Book of Mormon Notes– How deep can you dig?

2009, December 22

“Book of Mormon: What to Do with the Robbers?” by grego

Book of Mormon: What to Do with the Robbers?

grego
(c) 2009

The Book of Mormon says:
3 Nephi 7:3 And they granted unto those robbers who had entered into a covenant to keep the peace of the land, who were desirous to remain Lamanites, lands, according to their numbers, that they might have, with their labors, wherewith to subsist upon; and thus they did establish peace in all the land.

The robbers had given up in their war and were captives; some repented of all their sins, but others, like these, didn’t want to. Still, they were granted (was that “given” or “loaned”?) land so that they could live by their labors; essentially, they were granted a place to live and work to do, but no further government handouts.

No slaves; no prison. Result? Peace.

There is nothing later in the record that denotes any type of returning to their robbing or unrighteousness at all; in fact, the next Gadianton robbers are a very different set of people (judges, lawyers, ex-high priests).

Joseph Smith, while running for President of the United States of America, http://reason.com/blog/2007/12/06/the-single-weirdest-fact-about :
“opposed incarceration for all crimes but murder. Instead, miscreants ought to work on the roads or ‘any place where the culprit can be taught more wisdom and more virtue.’ Smith reminded those hardhearts who doubted that criminals might be reformed that ‘Love conquers all.'” Also, “Petition your state legislatures to pardon every convict in their several penitentiaries,” Smith urged, “blessing them as they go, and saying to them in the name of the Lord, go thy way and sin no more!”
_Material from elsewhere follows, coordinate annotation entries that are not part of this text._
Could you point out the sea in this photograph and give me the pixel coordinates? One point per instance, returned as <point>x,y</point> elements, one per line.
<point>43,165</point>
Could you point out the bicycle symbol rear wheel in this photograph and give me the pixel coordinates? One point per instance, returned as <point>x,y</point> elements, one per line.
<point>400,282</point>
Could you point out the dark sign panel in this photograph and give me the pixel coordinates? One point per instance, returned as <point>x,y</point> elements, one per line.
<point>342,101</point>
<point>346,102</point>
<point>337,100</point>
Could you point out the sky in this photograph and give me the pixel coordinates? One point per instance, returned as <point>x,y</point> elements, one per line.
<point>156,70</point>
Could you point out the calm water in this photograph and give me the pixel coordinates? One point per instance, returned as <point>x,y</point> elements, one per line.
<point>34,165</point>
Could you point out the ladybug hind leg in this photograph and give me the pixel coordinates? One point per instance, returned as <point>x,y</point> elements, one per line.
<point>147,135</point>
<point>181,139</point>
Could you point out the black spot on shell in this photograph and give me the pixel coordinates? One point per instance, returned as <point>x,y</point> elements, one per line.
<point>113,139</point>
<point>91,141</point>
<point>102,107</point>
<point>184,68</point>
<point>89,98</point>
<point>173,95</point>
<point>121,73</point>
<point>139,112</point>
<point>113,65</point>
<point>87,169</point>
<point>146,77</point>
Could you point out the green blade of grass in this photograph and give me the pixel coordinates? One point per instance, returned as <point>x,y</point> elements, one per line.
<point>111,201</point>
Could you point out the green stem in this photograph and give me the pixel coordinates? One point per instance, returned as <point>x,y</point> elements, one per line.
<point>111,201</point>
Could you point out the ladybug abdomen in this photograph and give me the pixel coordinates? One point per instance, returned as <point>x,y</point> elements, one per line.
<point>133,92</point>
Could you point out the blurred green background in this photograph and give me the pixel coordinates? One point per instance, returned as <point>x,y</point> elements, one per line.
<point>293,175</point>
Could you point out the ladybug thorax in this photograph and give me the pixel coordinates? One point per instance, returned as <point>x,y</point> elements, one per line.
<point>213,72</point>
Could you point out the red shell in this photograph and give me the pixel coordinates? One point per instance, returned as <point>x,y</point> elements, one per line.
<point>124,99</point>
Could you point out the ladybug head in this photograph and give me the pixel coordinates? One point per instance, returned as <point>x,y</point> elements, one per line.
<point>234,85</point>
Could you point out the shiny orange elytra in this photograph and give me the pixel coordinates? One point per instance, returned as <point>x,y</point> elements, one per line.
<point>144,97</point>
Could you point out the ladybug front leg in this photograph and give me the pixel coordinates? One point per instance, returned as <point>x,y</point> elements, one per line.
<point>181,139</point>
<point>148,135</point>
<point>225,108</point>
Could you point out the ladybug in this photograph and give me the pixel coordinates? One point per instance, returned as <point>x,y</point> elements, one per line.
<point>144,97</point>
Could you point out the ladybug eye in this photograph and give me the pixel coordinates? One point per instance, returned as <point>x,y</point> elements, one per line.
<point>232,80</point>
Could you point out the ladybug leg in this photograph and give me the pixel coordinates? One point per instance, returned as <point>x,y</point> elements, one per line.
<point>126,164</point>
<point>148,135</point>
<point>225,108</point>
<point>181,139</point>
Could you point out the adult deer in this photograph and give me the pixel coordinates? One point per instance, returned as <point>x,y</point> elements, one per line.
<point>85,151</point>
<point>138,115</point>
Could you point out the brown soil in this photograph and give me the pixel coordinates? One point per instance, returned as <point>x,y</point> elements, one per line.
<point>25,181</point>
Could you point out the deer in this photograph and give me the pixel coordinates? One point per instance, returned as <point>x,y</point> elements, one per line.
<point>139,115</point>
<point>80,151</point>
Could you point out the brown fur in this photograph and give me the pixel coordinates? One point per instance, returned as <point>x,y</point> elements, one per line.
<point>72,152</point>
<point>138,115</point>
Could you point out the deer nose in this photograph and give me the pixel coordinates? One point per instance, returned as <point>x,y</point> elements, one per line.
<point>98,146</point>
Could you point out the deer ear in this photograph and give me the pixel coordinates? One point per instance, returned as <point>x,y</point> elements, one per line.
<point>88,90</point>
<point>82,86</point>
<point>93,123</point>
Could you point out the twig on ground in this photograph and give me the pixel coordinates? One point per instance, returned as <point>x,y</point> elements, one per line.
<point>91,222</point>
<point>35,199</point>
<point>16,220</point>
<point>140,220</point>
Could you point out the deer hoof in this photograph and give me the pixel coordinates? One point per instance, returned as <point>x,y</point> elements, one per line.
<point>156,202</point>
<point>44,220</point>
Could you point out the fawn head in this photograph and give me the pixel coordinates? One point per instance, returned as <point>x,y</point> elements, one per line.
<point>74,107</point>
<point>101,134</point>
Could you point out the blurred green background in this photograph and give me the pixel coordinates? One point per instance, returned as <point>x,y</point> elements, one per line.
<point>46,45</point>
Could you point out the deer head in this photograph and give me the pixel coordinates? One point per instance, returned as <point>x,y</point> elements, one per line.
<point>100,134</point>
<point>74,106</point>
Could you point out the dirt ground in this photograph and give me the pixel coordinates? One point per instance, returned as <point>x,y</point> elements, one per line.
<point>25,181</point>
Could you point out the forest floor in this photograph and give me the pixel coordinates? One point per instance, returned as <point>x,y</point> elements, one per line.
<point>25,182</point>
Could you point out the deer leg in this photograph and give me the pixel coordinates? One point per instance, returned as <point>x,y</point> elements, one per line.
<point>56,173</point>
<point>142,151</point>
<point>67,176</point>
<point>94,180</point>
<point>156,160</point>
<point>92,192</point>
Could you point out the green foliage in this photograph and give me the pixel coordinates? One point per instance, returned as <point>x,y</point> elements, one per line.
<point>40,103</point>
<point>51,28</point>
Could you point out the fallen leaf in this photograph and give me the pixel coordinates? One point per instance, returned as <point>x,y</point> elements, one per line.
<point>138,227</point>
If much of the growth of the robbers occurred during the reign of the Gadianton robbers in the judgment seat (Helaman 7-11) and perhaps the government had contributed to their problem, and only the less-convinced and less-opposed and less-wicked robbers surrendered while the harcore ones died fighting or received capital punishment for their unrepentant ways, and thus left out capital punishment even for the robbers?

I imagine it was a little more complicated than that; could some form of this idea work?